La decisión del ministro STF (Supremo Tribunal Federal) Dias Toffoli de se afastar da relatoria do caso Maestro foi construída ao longo desta quinta-feira (12). Pela manhã, o ministro dijo a colegas de tribunal que esa posibilidad estaba completamente descartada, apesar das pressões.
Toffoli chegou a afirmar a un interlocutor que, aquela altura, sua saída seria comparável a una admisión de culpa.
Sin embargo, conversas con auxiliares y otros ministros fizeram o magistrado mudar de posição. Los principales argumentos eran de que havia um desgaste coletivo para el tribunal y que la presión sobre Toffoli aumentaba cada vez más.
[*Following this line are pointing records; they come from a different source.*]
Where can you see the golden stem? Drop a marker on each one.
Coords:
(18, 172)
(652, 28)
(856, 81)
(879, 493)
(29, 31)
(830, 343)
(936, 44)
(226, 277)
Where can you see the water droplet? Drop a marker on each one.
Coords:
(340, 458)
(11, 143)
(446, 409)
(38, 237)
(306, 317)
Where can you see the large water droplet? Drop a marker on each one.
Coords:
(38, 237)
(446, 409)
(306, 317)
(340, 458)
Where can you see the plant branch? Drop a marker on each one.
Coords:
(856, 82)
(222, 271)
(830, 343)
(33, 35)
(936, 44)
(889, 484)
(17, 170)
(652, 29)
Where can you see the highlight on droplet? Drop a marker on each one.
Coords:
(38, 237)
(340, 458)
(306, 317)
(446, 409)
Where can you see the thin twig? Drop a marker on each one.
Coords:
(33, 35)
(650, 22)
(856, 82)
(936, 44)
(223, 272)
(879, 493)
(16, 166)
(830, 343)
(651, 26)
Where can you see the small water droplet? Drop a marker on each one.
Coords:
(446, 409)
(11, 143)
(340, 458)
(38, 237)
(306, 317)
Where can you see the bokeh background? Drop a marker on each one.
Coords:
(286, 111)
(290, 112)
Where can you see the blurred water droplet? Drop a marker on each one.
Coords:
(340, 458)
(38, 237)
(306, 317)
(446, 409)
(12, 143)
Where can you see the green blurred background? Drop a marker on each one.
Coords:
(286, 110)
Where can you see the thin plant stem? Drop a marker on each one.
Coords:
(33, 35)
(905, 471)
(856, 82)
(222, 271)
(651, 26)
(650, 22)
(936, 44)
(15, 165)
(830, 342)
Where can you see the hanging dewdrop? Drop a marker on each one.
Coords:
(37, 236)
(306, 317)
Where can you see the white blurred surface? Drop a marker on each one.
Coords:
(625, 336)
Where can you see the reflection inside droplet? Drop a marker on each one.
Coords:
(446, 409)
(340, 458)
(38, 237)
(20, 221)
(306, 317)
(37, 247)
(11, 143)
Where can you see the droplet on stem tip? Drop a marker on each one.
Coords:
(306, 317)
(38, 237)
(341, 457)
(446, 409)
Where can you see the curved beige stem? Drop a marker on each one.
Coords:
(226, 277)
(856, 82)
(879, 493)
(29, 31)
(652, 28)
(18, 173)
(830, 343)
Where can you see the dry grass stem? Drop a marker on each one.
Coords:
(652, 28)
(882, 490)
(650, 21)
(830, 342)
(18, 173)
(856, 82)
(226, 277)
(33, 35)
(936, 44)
Esas posiciones se reforzaron durante la reunión convocada por el presidente Edson Fachin con los dos ministros del Supremo, para debatir la relación de la Policía Federal entregue al STF. El documento elaborado por pelos investigadores con información sobre las relaciones entre Toffoli y Banco Maestro aponta indicios de crímenes que podem ter sido cometidos por pelo ministro.
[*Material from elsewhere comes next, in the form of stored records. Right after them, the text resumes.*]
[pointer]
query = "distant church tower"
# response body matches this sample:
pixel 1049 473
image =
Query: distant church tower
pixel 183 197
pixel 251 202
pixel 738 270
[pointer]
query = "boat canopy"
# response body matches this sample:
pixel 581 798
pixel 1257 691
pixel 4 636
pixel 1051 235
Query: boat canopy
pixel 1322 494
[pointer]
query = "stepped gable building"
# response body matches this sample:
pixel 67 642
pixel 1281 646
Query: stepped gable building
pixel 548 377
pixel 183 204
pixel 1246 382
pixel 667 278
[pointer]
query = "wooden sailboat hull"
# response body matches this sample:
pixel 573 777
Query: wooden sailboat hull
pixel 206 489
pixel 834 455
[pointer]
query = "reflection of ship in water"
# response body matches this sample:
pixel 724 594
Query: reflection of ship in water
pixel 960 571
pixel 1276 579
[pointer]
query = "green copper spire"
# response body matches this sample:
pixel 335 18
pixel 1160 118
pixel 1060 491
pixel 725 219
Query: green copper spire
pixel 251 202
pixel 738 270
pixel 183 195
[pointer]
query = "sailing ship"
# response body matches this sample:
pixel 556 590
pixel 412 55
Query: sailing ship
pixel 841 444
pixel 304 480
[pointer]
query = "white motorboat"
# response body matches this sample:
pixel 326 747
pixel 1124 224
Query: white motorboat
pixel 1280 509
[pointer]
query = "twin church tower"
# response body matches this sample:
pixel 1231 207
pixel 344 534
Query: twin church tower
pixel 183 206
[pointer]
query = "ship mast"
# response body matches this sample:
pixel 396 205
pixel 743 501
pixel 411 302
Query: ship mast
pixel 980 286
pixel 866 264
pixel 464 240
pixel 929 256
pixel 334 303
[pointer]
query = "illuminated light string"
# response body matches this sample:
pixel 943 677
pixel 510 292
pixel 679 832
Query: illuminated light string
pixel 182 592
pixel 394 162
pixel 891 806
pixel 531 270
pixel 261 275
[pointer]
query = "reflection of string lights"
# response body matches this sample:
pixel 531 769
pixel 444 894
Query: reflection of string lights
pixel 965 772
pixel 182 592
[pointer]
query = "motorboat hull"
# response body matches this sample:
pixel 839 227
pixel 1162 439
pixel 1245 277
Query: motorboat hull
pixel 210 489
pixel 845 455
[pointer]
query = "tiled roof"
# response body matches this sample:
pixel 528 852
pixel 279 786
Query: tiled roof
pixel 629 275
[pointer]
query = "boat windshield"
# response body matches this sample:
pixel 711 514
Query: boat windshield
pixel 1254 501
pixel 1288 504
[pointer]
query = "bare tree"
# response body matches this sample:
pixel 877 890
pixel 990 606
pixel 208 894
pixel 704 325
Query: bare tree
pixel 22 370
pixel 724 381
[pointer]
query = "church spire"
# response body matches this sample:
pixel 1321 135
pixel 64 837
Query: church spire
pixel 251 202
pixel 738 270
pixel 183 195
Como mostrou a Folha, El relatório entregue pela PF ao STF aponta que Toffoli recebeu dinheiro da Maridt, que vendeu sua participação no resort Tayayá em 2021 para un fundo da teia do ex-banqueiro Daniel Vorcarono lo hagas Maestro.
O magistrado disse que isso ocorreu por ser sócio da empresa junto a otros familiares. En nota divulgada en esta quinta, el ministro confirma que “faz parte do quadro societário” de la empresa Maridt, que foi uma das donas do resort Tayayá, no Paraná.
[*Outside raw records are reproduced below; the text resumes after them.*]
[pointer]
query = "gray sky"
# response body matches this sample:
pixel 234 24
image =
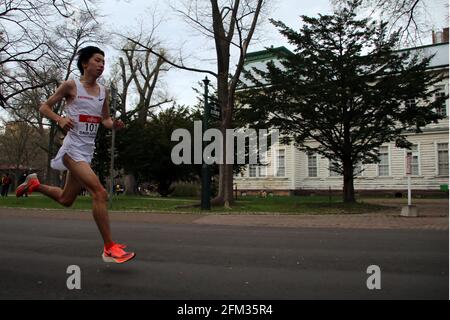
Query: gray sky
pixel 198 51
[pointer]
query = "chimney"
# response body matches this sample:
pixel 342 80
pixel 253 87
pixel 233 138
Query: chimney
pixel 440 36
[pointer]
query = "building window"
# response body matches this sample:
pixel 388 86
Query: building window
pixel 411 103
pixel 281 163
pixel 442 108
pixel 442 159
pixel 383 166
pixel 358 169
pixel 262 168
pixel 312 165
pixel 252 171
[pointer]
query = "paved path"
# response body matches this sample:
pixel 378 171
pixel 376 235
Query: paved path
pixel 216 257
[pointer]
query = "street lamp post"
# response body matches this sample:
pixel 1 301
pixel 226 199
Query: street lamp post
pixel 206 179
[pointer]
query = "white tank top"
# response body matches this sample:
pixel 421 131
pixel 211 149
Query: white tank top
pixel 86 114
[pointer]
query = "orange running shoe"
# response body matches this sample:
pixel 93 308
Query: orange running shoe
pixel 116 254
pixel 31 183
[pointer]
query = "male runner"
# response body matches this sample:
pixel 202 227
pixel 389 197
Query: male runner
pixel 86 107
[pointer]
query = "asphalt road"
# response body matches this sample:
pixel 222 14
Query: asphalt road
pixel 193 261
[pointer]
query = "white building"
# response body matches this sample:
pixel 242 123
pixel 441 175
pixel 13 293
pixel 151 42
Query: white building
pixel 290 171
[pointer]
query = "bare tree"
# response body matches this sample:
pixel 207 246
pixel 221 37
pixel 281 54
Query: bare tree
pixel 231 24
pixel 138 73
pixel 412 17
pixel 24 37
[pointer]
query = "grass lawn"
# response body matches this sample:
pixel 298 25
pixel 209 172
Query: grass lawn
pixel 244 205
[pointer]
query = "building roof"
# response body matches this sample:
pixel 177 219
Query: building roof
pixel 440 50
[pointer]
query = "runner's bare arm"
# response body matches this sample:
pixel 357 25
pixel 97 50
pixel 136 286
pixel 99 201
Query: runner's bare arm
pixel 106 116
pixel 46 108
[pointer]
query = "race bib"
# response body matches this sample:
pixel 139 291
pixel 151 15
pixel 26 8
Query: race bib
pixel 88 125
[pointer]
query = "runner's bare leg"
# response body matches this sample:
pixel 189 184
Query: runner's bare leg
pixel 65 196
pixel 84 174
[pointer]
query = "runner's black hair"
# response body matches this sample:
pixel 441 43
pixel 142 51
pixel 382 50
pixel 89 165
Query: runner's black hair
pixel 85 54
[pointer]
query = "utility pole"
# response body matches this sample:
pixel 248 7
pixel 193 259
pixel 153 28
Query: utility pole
pixel 206 179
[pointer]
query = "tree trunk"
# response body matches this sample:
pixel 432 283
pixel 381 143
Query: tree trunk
pixel 349 189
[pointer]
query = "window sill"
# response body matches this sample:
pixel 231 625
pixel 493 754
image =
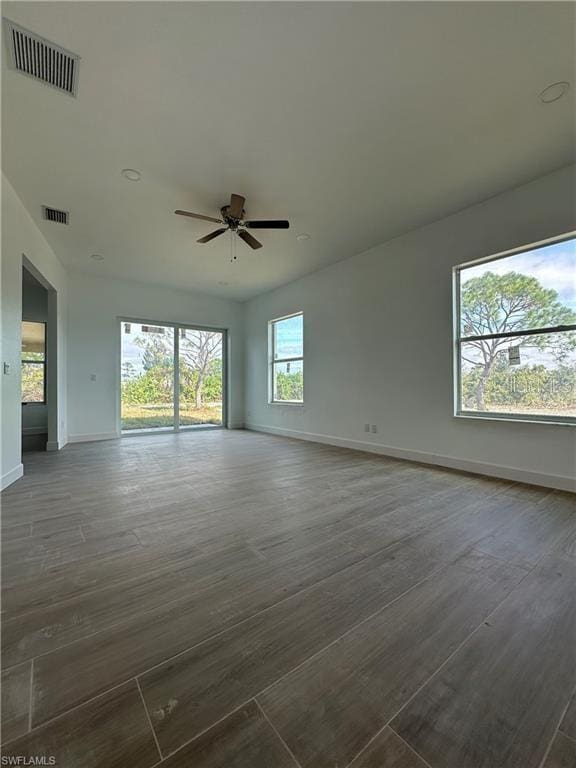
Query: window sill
pixel 517 419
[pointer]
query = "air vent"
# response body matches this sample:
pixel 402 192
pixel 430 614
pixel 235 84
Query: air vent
pixel 39 58
pixel 53 214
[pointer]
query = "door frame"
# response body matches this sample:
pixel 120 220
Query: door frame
pixel 176 384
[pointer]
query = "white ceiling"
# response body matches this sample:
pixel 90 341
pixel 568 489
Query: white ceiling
pixel 356 121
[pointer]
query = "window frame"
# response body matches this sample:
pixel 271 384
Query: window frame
pixel 36 362
pixel 458 340
pixel 272 361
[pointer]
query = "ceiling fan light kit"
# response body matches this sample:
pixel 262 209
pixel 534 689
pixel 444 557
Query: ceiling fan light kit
pixel 234 217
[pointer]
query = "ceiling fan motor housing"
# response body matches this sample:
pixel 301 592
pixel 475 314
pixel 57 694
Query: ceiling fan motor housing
pixel 232 221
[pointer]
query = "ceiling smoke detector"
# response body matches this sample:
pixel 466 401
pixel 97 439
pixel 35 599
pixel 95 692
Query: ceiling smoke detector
pixel 131 174
pixel 554 91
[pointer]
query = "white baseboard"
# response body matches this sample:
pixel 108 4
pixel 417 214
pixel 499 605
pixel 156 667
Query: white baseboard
pixel 56 445
pixel 12 476
pixel 515 474
pixel 93 438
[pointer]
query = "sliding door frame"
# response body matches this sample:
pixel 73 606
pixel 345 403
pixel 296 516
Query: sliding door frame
pixel 177 327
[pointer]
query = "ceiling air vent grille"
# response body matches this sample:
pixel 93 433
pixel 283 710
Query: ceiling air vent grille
pixel 53 214
pixel 39 58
Segundo participante de la reunión, Toffoli se defendió de todos los cuestionamientos sobre su relación con el ex-banqueiro Vorcaro, dono do Master, mostrando documentos inclusivos.
Os ministros construyeron então uma declaración pública en el nombre del tribunalargumentando que, apesar da saída de Toffoli do caso, não havia suspeição e, portanto, todos os atos praticados por ele como relator deveriam ser considerados válidos.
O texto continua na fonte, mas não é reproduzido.